# A little tech advice from the PA guys?



## Milkman (Feb 2, 2006)

It ocurred to me that one option I now have is to use my Yorkville PM22 powered mixer as a monitor mixer.

I know I could at least use the onboard power amps to drive the monitors as the power amps have inputs and outputs.

How would I use the actual mixer side stage? Would I have to have a splitter at the box end of my snake?

Just exploring the possibilities.


----------



## Hamm Guitars (Jan 12, 2007)

The proper way to do it is by using a splitter snake, which contains 1:1 ratio 600 ohm transformers. There are active splitters as well, but both options are usually pricey. check ebay and see if you can find one.

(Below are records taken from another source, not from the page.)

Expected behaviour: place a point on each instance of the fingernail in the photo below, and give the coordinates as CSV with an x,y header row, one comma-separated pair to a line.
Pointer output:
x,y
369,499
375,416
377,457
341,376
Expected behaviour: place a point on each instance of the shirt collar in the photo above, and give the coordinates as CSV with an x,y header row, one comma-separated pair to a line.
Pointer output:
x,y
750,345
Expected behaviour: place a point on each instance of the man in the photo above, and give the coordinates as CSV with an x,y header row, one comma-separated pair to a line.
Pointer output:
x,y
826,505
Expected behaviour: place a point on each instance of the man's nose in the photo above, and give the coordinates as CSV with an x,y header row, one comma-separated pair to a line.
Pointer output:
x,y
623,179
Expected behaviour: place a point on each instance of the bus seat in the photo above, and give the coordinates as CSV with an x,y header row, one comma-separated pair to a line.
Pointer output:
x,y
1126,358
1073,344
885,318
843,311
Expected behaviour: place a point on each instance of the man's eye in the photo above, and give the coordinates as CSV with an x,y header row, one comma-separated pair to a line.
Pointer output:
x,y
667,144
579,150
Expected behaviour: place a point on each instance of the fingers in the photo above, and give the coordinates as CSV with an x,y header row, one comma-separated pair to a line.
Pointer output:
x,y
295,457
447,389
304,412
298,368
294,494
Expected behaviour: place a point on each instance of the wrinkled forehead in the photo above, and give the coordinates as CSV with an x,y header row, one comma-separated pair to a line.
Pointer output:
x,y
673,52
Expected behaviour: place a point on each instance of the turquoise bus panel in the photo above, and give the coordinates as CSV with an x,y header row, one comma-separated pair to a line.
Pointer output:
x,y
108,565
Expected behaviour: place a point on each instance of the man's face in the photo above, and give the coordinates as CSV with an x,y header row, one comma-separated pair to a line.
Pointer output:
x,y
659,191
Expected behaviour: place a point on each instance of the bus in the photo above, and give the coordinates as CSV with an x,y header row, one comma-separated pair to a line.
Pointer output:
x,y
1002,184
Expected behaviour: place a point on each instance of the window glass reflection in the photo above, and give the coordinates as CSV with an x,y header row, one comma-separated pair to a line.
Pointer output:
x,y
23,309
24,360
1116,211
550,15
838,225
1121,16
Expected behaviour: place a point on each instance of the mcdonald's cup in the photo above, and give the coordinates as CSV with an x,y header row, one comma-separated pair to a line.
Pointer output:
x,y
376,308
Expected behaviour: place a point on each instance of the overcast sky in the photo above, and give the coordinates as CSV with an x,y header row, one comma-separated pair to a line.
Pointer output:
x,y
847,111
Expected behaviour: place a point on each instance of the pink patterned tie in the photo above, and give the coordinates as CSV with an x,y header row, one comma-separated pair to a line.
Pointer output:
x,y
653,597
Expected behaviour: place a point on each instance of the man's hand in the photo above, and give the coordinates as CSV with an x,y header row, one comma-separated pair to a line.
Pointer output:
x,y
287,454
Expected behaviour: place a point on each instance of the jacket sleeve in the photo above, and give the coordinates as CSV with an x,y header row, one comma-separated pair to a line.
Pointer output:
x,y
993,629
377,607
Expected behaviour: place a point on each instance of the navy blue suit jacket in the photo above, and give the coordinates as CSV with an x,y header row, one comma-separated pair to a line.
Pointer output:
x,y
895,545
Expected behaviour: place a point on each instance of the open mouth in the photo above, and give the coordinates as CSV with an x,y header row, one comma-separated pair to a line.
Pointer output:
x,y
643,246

With transformers, you have to send phantom power from the direct side, which ih usually the FOH.

You can just use Y adapters, I have used many rigs that worked this way. There are disadvantages of course, like one board changing the sound at the other board when the controls are changed (in some systems) or a weaker signal which needs more gain to compensate. Phantom power shouldn't be used on either board (on the chanels that are split) and you should have some way to lift pin 1 of the xlr between the boards when needed (ground lifts).

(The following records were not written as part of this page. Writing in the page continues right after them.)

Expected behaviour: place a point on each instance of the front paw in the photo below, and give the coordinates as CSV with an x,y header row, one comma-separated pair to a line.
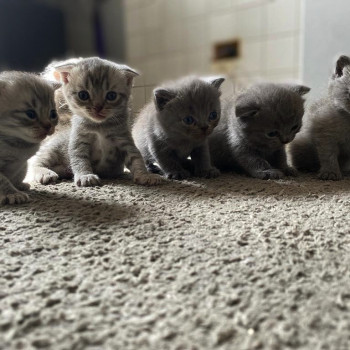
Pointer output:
x,y
88,180
23,186
273,174
14,198
290,171
207,173
330,175
178,175
148,179
46,177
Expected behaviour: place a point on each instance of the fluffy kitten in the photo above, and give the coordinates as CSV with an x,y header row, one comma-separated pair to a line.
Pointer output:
x,y
27,116
254,128
176,125
93,140
324,143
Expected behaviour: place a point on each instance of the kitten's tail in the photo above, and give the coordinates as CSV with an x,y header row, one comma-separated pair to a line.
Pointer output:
x,y
303,154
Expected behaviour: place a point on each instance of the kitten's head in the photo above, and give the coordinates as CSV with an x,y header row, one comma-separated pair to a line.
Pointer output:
x,y
94,88
339,85
27,107
270,115
189,107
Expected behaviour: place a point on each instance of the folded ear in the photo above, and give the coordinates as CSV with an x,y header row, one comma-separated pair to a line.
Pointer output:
x,y
162,97
341,63
62,73
215,81
299,89
129,73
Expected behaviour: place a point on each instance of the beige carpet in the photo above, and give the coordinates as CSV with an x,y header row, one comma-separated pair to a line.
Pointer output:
x,y
233,263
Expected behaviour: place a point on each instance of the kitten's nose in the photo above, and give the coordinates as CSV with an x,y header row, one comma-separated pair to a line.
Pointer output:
x,y
98,108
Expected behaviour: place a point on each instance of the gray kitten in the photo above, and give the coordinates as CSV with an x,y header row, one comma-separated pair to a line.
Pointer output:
x,y
324,143
176,125
93,139
254,128
27,116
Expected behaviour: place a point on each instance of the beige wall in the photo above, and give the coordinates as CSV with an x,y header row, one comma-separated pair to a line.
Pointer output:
x,y
166,39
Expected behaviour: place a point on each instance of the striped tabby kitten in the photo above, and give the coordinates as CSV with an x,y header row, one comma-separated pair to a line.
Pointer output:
x,y
27,116
93,140
176,125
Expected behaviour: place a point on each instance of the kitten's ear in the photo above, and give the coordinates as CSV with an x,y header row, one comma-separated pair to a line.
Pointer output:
x,y
162,97
299,89
341,63
55,84
129,73
215,81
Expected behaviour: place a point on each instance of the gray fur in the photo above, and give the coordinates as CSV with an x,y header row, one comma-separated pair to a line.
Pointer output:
x,y
20,135
324,143
94,141
241,140
162,136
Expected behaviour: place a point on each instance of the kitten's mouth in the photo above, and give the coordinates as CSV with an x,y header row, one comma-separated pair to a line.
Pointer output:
x,y
98,116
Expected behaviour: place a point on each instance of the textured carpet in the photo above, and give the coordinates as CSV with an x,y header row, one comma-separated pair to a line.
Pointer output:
x,y
232,263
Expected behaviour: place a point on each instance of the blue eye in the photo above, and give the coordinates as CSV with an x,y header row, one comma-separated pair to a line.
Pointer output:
x,y
213,115
111,96
272,134
188,120
53,114
31,114
83,95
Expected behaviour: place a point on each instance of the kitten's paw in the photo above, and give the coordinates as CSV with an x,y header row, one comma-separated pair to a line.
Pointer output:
x,y
273,174
330,175
46,177
14,198
148,179
88,180
178,175
290,171
23,186
207,173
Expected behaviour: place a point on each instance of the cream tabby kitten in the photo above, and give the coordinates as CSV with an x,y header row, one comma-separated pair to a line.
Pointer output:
x,y
27,116
93,141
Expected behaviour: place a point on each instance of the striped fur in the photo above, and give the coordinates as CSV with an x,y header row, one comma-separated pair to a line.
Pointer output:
x,y
93,140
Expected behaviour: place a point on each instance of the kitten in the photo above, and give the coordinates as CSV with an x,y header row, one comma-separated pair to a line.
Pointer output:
x,y
254,128
93,140
176,125
27,116
324,143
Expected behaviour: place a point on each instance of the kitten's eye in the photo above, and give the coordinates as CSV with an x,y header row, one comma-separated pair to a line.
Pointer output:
x,y
272,134
31,114
213,115
83,95
111,96
53,114
188,120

If it is just your rig that it is going to be used with, I would try the splitters and see if they cause issues. If you get it working, it will likely continue to work until you change a console, then you will have to test it again.

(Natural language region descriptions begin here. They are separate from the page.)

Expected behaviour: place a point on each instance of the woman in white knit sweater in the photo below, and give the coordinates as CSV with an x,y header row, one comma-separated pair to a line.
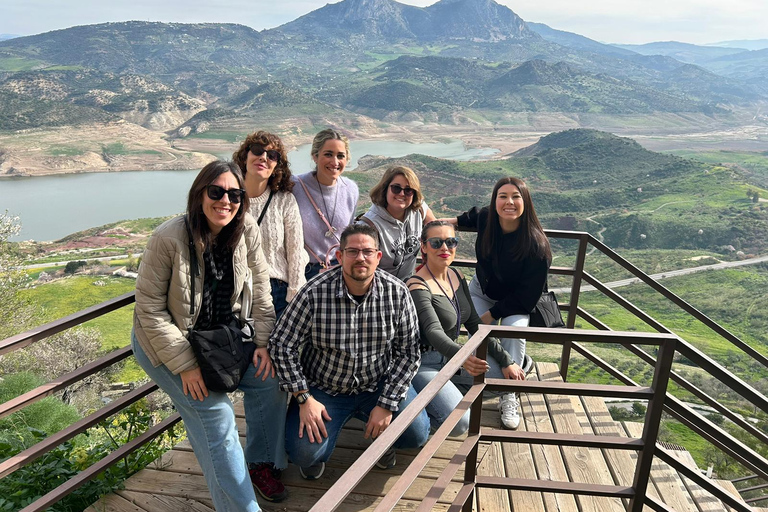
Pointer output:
x,y
264,162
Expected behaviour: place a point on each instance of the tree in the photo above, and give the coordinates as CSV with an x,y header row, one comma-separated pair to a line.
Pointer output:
x,y
17,313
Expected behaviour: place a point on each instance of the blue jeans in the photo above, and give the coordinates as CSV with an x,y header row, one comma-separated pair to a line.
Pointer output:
x,y
279,296
212,431
342,408
446,399
514,346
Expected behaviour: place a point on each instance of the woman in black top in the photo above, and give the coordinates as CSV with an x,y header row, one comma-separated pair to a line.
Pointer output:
x,y
513,258
443,304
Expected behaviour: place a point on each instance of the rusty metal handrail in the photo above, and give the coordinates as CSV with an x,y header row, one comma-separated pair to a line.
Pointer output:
x,y
478,344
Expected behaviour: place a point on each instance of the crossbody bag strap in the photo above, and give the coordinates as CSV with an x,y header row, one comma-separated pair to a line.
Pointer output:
x,y
264,210
193,264
317,209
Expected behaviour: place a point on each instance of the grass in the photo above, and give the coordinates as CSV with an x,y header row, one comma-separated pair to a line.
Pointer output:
x,y
66,296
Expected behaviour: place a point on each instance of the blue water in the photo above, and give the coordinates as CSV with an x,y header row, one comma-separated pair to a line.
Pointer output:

I think I read that you were getting a snake made. You can just get channel outs added to the snake with ground lifts (and transformers if you want to do it right) then all you need is a sub snake to go to monitor world.


----------



## Milkman (Feb 2, 2006)

Hamm Guitars said:


> The proper way to do it is by using a splitter snake, which contains 1:1 ratio 600 ohm transformers. There are active splitters as well, but both options are usually pricey. check ebay and see if you can find one.
> 
> With transformers, you have to send phantom power from the direct side, which ih usually the FOH.
> 
> ...


Well the snake is already being made so I'll probably hang back and if I decide to go that way, I'll buy a snake splitter as you suggest.

For now I can live with mixing monitors from the FOH board.

If it was a simple connection issue I would do it for bigger shows, but they're not the norm.

Thanks very much for the advice.


----------



## Hamm Guitars (Jan 12, 2007)

If you are not going to use it that often, I would just cross rent it when you need it.

Most PA outfits will have them.


----------



## Milkman (Feb 2, 2006)

Hamm Guitars said:


> If you are not going to use it that often, I would just cross rent it when you need it.
> 
> Most PA outfits will have them.


I had thought of that too.


Frankly our monitor mixes are fairly simple when I'm playing.

Once it's set it's just minor tweaks. No bass or drums on our monitors. Pretty much everything else though.


Again, thanks


----------